Le juge Pepall, s’exprimant au nom de la Cour, a expliqué que les requêtes en jugement sommaire partiel ont tendance à contrecarrer les objectifs fixés de procédures proportionnées, expéditives et abordables citées dans l’arrêt Hryniak. Plus particulièrement, la Cour a mis en lumière quatre problèmes liés aux jugements sommaires partiels :

1. Retard : Au mieux, une requête en jugement sommaire partiel résoudra un élément de l’action, et au pire, fera augmenter les frais et les retards, surtout si la requête fait l’objet d’un appel.

2. Dépenses : Les requêtes en jugement sommaire partiel peuvent être très coûteuses. Le juge Pepall a noté que « la disposition relative à l’attribution de dépens présumés en cas de rejet d’une requête en jugement sommaire partiel aux termes de l’ancienne règle sur le jugement sommaire a été abrogée, ce qui supprime une mesure dissuadant de déposer des requêtes en jugement sommaire partiel ».

3. Gaspillage de ressources judiciaires : Les juges qui sont déjà submergés de requêtes en jugement sommaire depuis l’arrêt Hryniak entendent des requêtes en jugement sommaire partiel et rédigent de longs motifs sur des questions qui ne tranchent pas l’action.

4. Conclusions contradictoires : Le dossier du jugement sommaire partiel ne sera pas aussi détaillé que le dossier de première instance, ce qui fait augmenter les risques de conclusions contradictoires.
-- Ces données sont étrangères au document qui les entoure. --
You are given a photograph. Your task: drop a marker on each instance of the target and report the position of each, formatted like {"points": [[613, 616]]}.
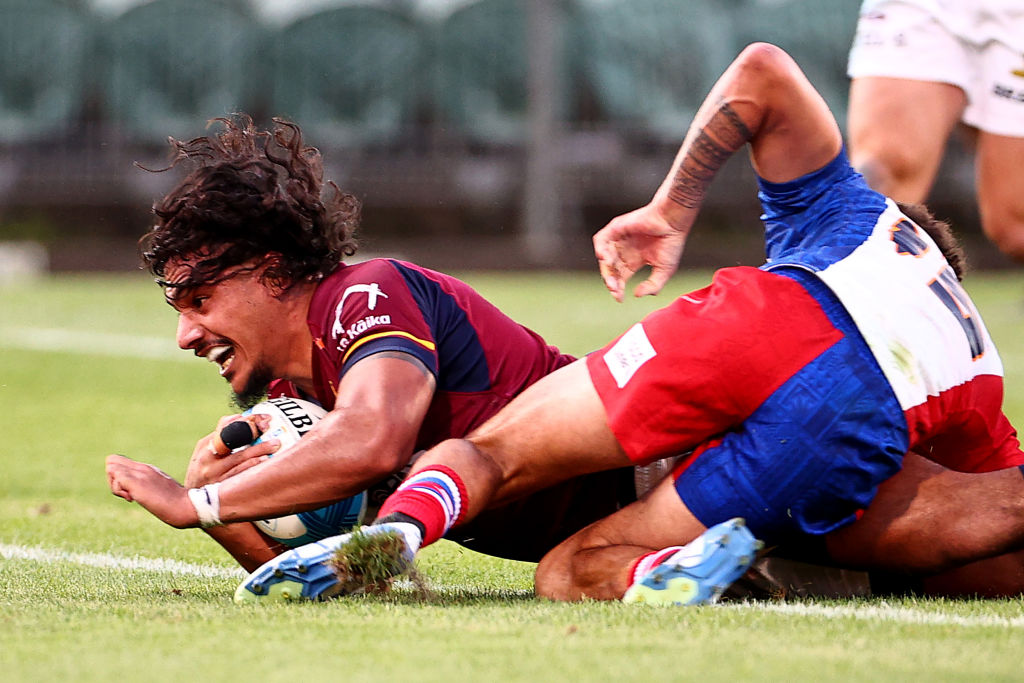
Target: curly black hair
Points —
{"points": [[941, 232], [252, 195]]}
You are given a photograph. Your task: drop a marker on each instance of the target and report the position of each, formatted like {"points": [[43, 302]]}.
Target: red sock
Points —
{"points": [[435, 497]]}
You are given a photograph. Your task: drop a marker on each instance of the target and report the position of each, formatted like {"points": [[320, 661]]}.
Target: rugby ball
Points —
{"points": [[290, 420]]}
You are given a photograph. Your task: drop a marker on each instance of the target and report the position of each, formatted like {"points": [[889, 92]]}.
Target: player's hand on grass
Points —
{"points": [[153, 488], [632, 241], [207, 465]]}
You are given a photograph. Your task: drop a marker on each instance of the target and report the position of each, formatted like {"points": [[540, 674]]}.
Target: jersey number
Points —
{"points": [[945, 286]]}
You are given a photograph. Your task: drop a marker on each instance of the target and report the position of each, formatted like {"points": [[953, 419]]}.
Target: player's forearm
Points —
{"points": [[715, 135], [724, 123]]}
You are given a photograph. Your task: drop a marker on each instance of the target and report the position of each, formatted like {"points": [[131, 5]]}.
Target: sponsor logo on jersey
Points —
{"points": [[628, 354], [373, 292], [345, 337], [1005, 91]]}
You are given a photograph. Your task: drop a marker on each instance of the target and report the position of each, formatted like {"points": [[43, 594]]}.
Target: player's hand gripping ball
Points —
{"points": [[290, 420]]}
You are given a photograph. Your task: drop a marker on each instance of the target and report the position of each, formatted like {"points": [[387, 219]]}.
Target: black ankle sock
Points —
{"points": [[401, 517]]}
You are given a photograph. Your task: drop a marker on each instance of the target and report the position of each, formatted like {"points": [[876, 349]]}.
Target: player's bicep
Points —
{"points": [[793, 130]]}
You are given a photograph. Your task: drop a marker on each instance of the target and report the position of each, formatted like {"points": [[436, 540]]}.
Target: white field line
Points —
{"points": [[864, 612], [105, 561], [881, 613], [91, 343]]}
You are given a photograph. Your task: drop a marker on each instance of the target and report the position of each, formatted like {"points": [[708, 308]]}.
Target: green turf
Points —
{"points": [[61, 617]]}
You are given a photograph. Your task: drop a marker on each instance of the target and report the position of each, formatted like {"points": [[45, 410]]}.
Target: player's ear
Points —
{"points": [[273, 274]]}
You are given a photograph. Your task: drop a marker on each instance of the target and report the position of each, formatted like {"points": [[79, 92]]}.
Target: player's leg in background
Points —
{"points": [[597, 561], [654, 547], [1000, 177], [554, 430], [898, 130], [930, 520]]}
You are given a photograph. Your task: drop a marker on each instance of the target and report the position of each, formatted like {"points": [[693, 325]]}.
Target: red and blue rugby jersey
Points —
{"points": [[479, 356]]}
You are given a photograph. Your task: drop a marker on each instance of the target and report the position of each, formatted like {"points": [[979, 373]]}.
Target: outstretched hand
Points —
{"points": [[153, 488], [632, 241], [206, 466]]}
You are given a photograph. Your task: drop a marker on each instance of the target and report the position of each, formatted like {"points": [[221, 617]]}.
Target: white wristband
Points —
{"points": [[207, 503]]}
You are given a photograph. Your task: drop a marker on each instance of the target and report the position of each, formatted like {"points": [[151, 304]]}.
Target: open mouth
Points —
{"points": [[222, 355]]}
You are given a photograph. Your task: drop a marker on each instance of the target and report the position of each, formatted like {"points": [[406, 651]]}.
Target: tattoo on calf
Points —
{"points": [[724, 133]]}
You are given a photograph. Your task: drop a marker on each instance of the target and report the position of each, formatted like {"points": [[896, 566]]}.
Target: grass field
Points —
{"points": [[94, 589]]}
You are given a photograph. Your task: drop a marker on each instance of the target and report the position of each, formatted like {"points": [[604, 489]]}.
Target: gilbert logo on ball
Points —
{"points": [[291, 419]]}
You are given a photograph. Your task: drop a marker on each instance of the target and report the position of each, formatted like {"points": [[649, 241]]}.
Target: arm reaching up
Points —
{"points": [[763, 99]]}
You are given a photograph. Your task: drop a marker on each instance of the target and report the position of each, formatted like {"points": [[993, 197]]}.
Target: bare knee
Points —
{"points": [[894, 172]]}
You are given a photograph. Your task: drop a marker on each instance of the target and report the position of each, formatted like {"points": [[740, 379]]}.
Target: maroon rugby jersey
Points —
{"points": [[479, 356]]}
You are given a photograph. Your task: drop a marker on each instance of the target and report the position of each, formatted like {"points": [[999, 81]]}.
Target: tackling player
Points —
{"points": [[799, 386], [249, 252]]}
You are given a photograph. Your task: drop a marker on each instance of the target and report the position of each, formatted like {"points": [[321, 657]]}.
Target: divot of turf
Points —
{"points": [[370, 563]]}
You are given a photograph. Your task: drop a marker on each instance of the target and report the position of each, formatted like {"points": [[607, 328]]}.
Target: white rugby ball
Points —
{"points": [[290, 420]]}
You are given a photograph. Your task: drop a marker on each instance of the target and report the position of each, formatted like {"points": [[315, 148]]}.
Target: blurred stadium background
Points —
{"points": [[478, 133]]}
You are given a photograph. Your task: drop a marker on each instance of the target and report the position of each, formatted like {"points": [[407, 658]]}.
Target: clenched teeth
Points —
{"points": [[222, 355]]}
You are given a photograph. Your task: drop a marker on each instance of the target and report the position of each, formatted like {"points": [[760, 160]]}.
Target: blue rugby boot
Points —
{"points": [[308, 572], [699, 572]]}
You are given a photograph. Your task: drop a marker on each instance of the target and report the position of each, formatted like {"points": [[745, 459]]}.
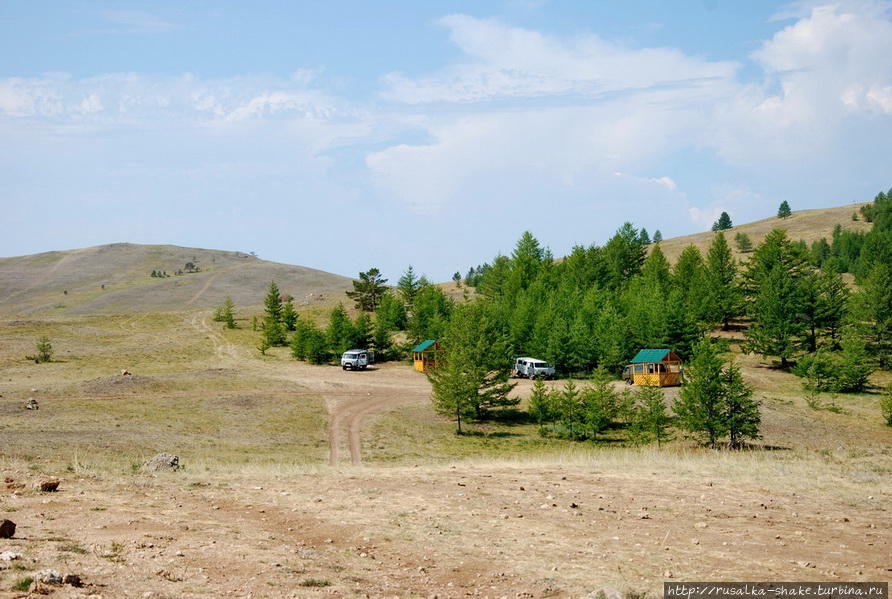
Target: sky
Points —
{"points": [[345, 135]]}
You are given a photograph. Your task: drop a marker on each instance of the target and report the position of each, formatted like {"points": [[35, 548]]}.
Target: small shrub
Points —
{"points": [[886, 404]]}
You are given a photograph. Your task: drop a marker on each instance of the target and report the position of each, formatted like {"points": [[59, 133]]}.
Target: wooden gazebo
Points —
{"points": [[656, 368], [426, 355]]}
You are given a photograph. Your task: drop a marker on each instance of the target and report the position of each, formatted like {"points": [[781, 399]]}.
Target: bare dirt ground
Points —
{"points": [[543, 529], [558, 523]]}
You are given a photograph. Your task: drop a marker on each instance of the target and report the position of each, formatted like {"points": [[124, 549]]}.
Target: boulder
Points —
{"points": [[7, 529], [162, 462]]}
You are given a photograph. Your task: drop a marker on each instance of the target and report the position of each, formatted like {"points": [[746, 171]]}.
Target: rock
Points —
{"points": [[7, 529], [48, 577], [48, 486], [161, 462], [38, 588]]}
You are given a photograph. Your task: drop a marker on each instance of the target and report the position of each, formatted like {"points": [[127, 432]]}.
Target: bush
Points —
{"points": [[44, 351], [886, 404], [845, 372]]}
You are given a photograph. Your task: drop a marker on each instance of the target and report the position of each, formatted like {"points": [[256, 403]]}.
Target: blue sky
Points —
{"points": [[345, 135]]}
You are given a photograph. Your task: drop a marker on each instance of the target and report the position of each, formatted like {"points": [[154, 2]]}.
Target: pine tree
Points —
{"points": [[774, 282], [362, 331], [408, 286], [723, 223], [289, 316], [741, 411], [340, 334], [783, 210], [744, 244], [44, 350], [541, 404], [872, 312], [273, 331], [227, 313], [651, 415], [700, 407], [623, 255], [368, 290], [474, 378]]}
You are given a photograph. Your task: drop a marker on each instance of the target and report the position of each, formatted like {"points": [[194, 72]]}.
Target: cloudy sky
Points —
{"points": [[348, 134]]}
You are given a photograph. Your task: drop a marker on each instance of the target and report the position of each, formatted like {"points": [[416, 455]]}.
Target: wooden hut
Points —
{"points": [[655, 368], [426, 355]]}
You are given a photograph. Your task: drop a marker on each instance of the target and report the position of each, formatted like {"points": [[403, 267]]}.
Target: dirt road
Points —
{"points": [[351, 397]]}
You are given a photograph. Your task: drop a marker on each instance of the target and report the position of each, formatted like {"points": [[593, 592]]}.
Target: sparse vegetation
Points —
{"points": [[44, 351]]}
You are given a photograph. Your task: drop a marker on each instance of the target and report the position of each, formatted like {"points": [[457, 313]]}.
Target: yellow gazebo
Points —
{"points": [[654, 368], [426, 355]]}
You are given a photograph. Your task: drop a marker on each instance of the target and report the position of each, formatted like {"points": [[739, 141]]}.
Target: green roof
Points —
{"points": [[425, 345], [650, 355]]}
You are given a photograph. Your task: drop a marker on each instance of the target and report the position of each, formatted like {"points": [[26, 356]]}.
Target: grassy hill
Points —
{"points": [[115, 278], [808, 225]]}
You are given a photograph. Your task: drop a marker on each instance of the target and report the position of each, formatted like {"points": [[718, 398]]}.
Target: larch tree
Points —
{"points": [[368, 290]]}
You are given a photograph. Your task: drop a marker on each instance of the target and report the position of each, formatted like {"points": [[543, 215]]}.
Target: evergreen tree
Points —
{"points": [[700, 407], [474, 378], [44, 350], [227, 313], [774, 282], [273, 331], [776, 326], [289, 316], [872, 312], [623, 256], [408, 286], [368, 290], [492, 282], [430, 314], [744, 244], [655, 269], [542, 407], [723, 297], [651, 418], [340, 334], [526, 263], [741, 411], [391, 314], [362, 331], [723, 223], [783, 210]]}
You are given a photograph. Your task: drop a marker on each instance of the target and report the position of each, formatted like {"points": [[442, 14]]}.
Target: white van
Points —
{"points": [[532, 368], [355, 359]]}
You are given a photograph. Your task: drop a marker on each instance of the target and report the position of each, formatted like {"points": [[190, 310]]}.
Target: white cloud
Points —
{"points": [[130, 97], [138, 21], [510, 62], [570, 109]]}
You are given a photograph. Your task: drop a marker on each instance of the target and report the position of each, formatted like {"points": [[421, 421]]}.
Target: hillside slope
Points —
{"points": [[808, 225], [116, 278]]}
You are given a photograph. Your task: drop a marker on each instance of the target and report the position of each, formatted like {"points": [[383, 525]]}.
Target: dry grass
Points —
{"points": [[808, 225]]}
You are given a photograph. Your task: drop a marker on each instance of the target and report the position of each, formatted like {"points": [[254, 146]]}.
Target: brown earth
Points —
{"points": [[115, 278]]}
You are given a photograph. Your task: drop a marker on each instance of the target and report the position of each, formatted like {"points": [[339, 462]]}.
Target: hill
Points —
{"points": [[808, 225], [116, 278]]}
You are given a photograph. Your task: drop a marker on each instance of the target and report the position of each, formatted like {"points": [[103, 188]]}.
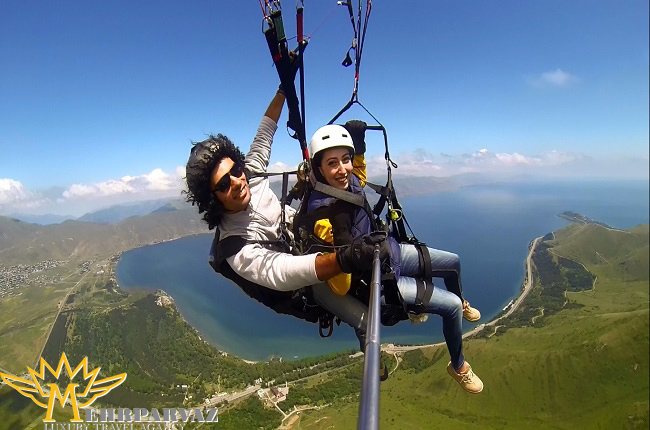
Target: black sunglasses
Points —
{"points": [[224, 183]]}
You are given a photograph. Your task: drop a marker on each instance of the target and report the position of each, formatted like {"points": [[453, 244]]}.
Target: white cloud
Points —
{"points": [[156, 180], [12, 191], [424, 163], [80, 198], [553, 78]]}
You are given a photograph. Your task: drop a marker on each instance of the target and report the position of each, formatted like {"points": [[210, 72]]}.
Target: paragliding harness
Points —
{"points": [[300, 303], [394, 309]]}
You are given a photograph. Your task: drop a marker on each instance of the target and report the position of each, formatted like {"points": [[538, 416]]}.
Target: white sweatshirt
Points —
{"points": [[261, 221]]}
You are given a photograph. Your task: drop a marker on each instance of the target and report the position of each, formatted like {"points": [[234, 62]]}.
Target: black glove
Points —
{"points": [[357, 130], [358, 255]]}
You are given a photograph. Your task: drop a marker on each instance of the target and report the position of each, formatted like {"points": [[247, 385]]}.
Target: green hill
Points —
{"points": [[584, 367]]}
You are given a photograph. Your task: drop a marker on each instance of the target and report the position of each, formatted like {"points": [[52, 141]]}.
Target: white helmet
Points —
{"points": [[330, 136]]}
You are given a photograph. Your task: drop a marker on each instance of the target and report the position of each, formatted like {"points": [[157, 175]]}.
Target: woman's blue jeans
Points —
{"points": [[444, 303], [447, 304]]}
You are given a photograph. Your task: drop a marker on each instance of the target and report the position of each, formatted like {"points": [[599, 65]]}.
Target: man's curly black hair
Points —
{"points": [[204, 157]]}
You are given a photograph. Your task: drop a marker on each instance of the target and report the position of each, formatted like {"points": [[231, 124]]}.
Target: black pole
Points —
{"points": [[369, 402]]}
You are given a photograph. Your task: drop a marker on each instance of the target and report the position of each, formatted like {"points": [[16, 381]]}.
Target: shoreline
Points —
{"points": [[388, 347]]}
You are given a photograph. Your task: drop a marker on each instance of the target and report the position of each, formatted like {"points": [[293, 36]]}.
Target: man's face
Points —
{"points": [[231, 190]]}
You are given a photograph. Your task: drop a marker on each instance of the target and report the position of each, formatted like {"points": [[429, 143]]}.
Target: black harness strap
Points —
{"points": [[425, 284], [347, 196]]}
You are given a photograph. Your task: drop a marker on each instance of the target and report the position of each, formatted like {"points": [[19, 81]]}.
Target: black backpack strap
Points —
{"points": [[424, 285]]}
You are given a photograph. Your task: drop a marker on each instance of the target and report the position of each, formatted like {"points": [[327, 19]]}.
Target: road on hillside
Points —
{"points": [[61, 305]]}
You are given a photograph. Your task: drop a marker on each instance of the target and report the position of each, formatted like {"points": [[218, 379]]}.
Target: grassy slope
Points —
{"points": [[586, 368]]}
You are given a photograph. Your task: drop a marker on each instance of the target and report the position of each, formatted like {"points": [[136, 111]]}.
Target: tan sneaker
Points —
{"points": [[468, 380], [469, 313]]}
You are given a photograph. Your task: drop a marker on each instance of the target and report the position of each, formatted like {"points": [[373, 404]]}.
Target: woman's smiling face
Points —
{"points": [[336, 166]]}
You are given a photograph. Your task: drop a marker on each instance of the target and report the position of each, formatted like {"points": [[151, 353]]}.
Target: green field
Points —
{"points": [[581, 364], [585, 367]]}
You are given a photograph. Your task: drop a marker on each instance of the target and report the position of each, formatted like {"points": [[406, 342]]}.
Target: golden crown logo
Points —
{"points": [[94, 389]]}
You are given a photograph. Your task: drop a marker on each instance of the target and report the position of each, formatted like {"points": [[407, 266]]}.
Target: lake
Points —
{"points": [[489, 227]]}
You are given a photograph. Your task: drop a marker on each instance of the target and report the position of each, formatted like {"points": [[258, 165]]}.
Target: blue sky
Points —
{"points": [[99, 102]]}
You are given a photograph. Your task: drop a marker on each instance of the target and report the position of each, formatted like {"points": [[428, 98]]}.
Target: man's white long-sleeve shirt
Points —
{"points": [[261, 221]]}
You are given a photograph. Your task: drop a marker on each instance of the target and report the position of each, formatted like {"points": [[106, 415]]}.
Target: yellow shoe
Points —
{"points": [[468, 380], [469, 313]]}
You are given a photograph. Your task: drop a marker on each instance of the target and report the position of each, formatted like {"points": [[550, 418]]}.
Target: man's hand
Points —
{"points": [[357, 130], [358, 255]]}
Le juge Pepall a noté qu’une requête en jugement sommaire partiel devrait être considérée comme une « procédure rare », réservée aux questions qui peuvent facilement faire l’objet d’une disjonction par rapport à l’action principale et qui peuvent être tranchées promptement et de manière efficiente. La Cour a établi que cette approche est entièrement compatible avec les commentaires de la Cour suprême dans l’arrêt Hryniak et avec l’ordonnance selon laquelle les Règles de procédure civile sont interprétées de façon à assurer la solution au litige la plus juste, la plus expéditive et la plus économique possible.

Répercussions futures

L’arrêt Butera confirme qu’une partie qui envisage de présenter une requête en jugement sommaire partiel devrait faire preuve d’une grande prudence. Les quatre facteurs susmentionnés (retard, dépenses, gaspillage de ressources judiciaires et risque de conclusions contradictoires) devraient être soigneusement pris en compte lorsqu’on évalue si une telle requête serait avisée dans le contexte d’une action dans son ensemble. Par exemple, une question d’interprétation de contrat, qui aura une influence déterminante sur l’issue de la cause, pourrait être appropriée pour une requête en jugement sommaire partiel, mais il faudrait tenir compte des possibilités d’appel, surtout si la question en litige est nouvelle. De plus, à la lumière de la décision Butera, on pourrait s’attendre à ce que les juges du TPC assument un rôle plus actif dans le filtrage des requêtes présumées inappropriées pour un jugement sommaire, et en fait, certaines questions font déjà l’objet d’ordonnances d’instruction au TPC.